Be alert to engineering and ventilation control system failures. Look for visible leaks from ventilation hoods, duct work and dust collectors. Watch for ventilation hoods that are located too far from the source. Check for ductwork that is clogged, dented or missing, or where the ventilation system is broken.

Search for areas within the facility where personnel are at risk of absorption of harmful substances, particularly where chemicals are being handled that have a skin notation on their OSHA-PEL (Permissible Exposure Limit) or ACGIH-TLV (Threshold Limit Value). It is safest to assume all liquids will penetrate the skin.

Exposures can also come through inadequate personal hygiene work practices. Search for areas where personnel may be exposed to substances that can be directly ingested from their hands or face through eating, drinking or smoking.

Decide what to sample

Once all this information has been gathered and potential personnel exposures identified, a decision must be made about which substances to sample. It would be nice to sample for everything, but this is typically not possible due to limited resources.

Conduct a risk assessment that incorporates such factors as the toxicological nature of the substance, the magnitude of the estimated personnel exposures and the number of personnel exposed. The risk assessment must also include the variability and frequency of potential personnel exposures.

Once the risk assessment is completed, take a realistic look at the amount of resources available to perform the industrial hygiene sampling, such as time, money, equipment and available personnel. Addition-ally, consider if there are alternatives to conducting the sampling and still collecting the personnel exposure information desired. There may be sampling data available through a trade industry association, a similar operation within the company or perhaps sampling information from another company. Health and safety professionals often share information — not the actual sampling results, but they’ll discuss in general terms the exposure levels within certain operations.

How will sampling be done?

Once you decide what must be sampled, you need to determine how the sampling will be done. Can additional resources be obtained? Should the sampling be performed over a short term or long term timeframe? Will personal or area samples be collected? Which sample collection method would be most appropriate for your situation?

There will always be limitations to the sampling performed. A complete picture of potential personnel exposures may not be provided due to limited resources and other factors. So, it is critical to use the time and money available efficiently, focusing on those substances that actually present a risk to personnel versus those substances that are merely an irritant to the complainers.
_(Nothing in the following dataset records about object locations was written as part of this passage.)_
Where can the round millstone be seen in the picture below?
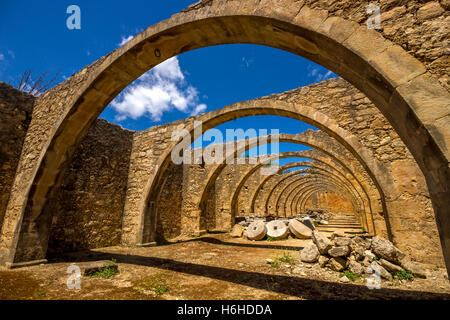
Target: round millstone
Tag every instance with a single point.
(299, 229)
(277, 229)
(256, 230)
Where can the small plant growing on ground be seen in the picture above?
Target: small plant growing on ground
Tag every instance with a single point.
(106, 272)
(286, 258)
(273, 239)
(349, 274)
(403, 275)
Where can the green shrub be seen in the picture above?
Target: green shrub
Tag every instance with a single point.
(275, 264)
(404, 274)
(106, 272)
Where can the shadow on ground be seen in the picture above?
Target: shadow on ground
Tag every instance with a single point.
(295, 286)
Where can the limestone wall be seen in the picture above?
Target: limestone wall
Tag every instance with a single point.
(88, 208)
(15, 110)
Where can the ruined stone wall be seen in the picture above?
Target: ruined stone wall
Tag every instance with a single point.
(16, 108)
(246, 194)
(169, 205)
(412, 217)
(330, 201)
(418, 26)
(88, 208)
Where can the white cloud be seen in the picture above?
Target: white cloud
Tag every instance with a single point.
(245, 62)
(321, 76)
(160, 90)
(125, 40)
(199, 109)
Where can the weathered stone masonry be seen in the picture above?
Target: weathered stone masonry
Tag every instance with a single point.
(401, 68)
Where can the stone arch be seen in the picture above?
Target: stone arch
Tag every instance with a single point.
(311, 187)
(285, 179)
(335, 174)
(311, 190)
(324, 192)
(385, 72)
(291, 194)
(333, 162)
(296, 202)
(314, 139)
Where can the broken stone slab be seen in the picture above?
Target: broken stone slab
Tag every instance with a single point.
(256, 230)
(310, 253)
(237, 231)
(322, 242)
(96, 266)
(342, 241)
(355, 267)
(309, 223)
(337, 234)
(300, 230)
(339, 251)
(376, 268)
(385, 249)
(323, 260)
(390, 266)
(414, 267)
(277, 229)
(337, 264)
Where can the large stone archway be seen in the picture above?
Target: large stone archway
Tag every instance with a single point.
(284, 183)
(290, 191)
(202, 181)
(308, 192)
(414, 102)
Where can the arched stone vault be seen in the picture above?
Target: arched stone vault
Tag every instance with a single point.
(282, 188)
(336, 174)
(292, 191)
(193, 202)
(305, 194)
(286, 203)
(413, 101)
(359, 182)
(308, 191)
(319, 157)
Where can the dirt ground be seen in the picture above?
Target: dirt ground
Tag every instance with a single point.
(213, 266)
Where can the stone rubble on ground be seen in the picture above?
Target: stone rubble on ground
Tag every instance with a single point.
(359, 255)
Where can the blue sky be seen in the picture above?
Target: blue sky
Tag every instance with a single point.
(33, 35)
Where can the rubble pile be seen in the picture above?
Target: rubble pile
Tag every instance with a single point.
(359, 255)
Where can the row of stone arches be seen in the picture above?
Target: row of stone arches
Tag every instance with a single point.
(413, 102)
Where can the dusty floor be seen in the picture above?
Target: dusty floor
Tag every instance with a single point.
(210, 267)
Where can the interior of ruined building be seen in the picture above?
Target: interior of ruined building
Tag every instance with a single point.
(374, 163)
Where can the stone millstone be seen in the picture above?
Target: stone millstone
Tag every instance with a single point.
(308, 222)
(256, 230)
(299, 229)
(277, 229)
(237, 231)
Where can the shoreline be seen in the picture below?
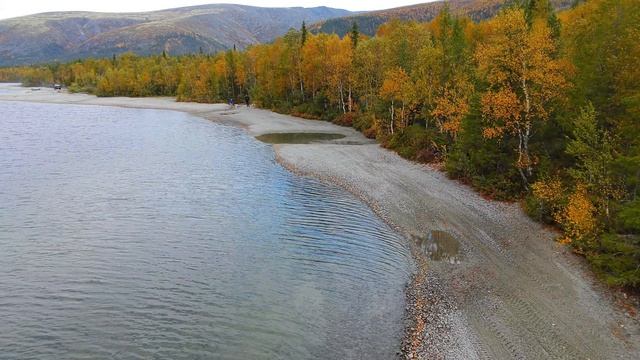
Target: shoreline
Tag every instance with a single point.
(516, 293)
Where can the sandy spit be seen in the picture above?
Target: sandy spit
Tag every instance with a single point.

There may be people at the facility who have never complained and are being exposed to harmful substances — substances with poor warning properties and that have never been evaluated and may have caused severe health effects.

It is up to the safety and health professional to actively manage the industrial hygiene program and recognize and evaluate the harmful, but previously unrecognized, substances — not just the ones that are noticeable by the complainers or highly regulated by the agencies.

SIDEBAR: IH sampling: Don’t be fooled…

When conducting industrial hygiene sampling, safety and health pros tend to sample those substances with strong warning properties — a noticeable odor or a visible gas or dust, because these are the substances that are easily detected by humans, particularly the complainers. The chemicals that should be of equal or even more concern are those substances that are not easily detected by humans through smell, taste, sight and so on.

Another group of substances that are typically sampled extensively are those covered by a specific OSHA regulation, i.e. lead, cadmium, asbestos and so on. It is important for safety and health pros to gather information about all substances, not just those that spark complaints or are highly regulated.